- Amuru Location in Uganda
- Coordinates: 02°49′07″N 31°51′51″E﻿ / ﻿2.81861°N 31.86417°E
- Country: Uganda
- Region: Northern Uganda
- Sub-region: Acholi sub-region
- District: Amuru District
- Elevation: 3,000 ft (1,000 m)

Population (2020 Estimate)
- • Total: 10,800

= Amuru, Uganda =

Ugandan town

Amuru is a town in the Northern Region of Uganda. It is the main municipal, administrative, and commercial centre of Amuru District.

==Location==
Amuru is west of the main Gulu–Nimule Road, approximately 55 km west of Gulu, the largest city in the Acholi sub-region. Amuru is located approximately 113 km southwest of the town of Elegu, at the international border with South Sudan.

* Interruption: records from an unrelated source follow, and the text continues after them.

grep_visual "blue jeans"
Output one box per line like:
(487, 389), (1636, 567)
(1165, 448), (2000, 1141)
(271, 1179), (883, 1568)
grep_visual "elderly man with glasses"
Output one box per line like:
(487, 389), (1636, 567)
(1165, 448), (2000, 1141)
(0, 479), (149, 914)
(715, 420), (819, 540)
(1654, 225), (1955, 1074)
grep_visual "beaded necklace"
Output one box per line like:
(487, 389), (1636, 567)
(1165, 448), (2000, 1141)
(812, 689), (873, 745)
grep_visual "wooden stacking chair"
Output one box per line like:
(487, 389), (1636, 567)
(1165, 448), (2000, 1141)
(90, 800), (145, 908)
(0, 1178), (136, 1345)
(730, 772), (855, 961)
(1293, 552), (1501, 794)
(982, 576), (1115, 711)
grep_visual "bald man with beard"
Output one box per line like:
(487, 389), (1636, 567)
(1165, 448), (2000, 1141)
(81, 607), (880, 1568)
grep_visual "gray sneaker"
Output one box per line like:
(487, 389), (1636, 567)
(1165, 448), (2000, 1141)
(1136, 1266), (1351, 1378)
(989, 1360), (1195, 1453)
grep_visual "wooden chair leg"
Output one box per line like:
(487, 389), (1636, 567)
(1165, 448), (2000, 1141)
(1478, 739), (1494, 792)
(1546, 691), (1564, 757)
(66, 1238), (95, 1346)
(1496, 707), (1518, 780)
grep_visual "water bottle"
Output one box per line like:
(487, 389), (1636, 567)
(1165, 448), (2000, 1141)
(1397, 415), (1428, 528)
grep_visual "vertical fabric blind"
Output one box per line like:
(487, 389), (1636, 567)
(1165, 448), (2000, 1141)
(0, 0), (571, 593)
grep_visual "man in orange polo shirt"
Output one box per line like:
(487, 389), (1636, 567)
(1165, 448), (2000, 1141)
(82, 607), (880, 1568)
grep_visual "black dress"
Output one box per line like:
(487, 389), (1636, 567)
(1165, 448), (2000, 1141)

The town lies 352 km northwest of Kampala, Uganda's capital and largest city. The coordinates of the town are 2°49'07.0"N, 31°51'51.0"E (Latitude:2.8186; Longitude:31.8642).

==Overview==
Amuru town council was established as headquarters of Amuru District circa 2006. Like many newly created Ugandan districts, and municipalities, Amuru Town Council and Amuru District face many challenges, including lack of adequate funding, a small and inadequate tax base, lack of sufficient numbers of qualified professional and administrative staff, poor or absent infrastructure and corruption.

==Population==
In 2015, the Uganda Bureau of Statistics (UBOS) estimated the population of the town at 9,500. In 2020, the population agency estimated the mid-year population of Amuru Town Council at 10,800 inhabitants. Of those, 5,400 (50 percent) were females and 5,400 (50 percent) were males. UBOS calculated that the population of the town increased at an average rate of 2.6 percent every year, between 2015 and 2020.

==Points of interest==
The following additional points of interest lie within the town limits or close to the edges of the town:
(a) the offices of Amuru Town Council (b) the offices of Amuru District Administration (c) Amuru central market, the source of daily fresh produce and (d) Amuru Prison, a corrections facility administered by Uganda Prisons Service, with capacity of over 200 inmates.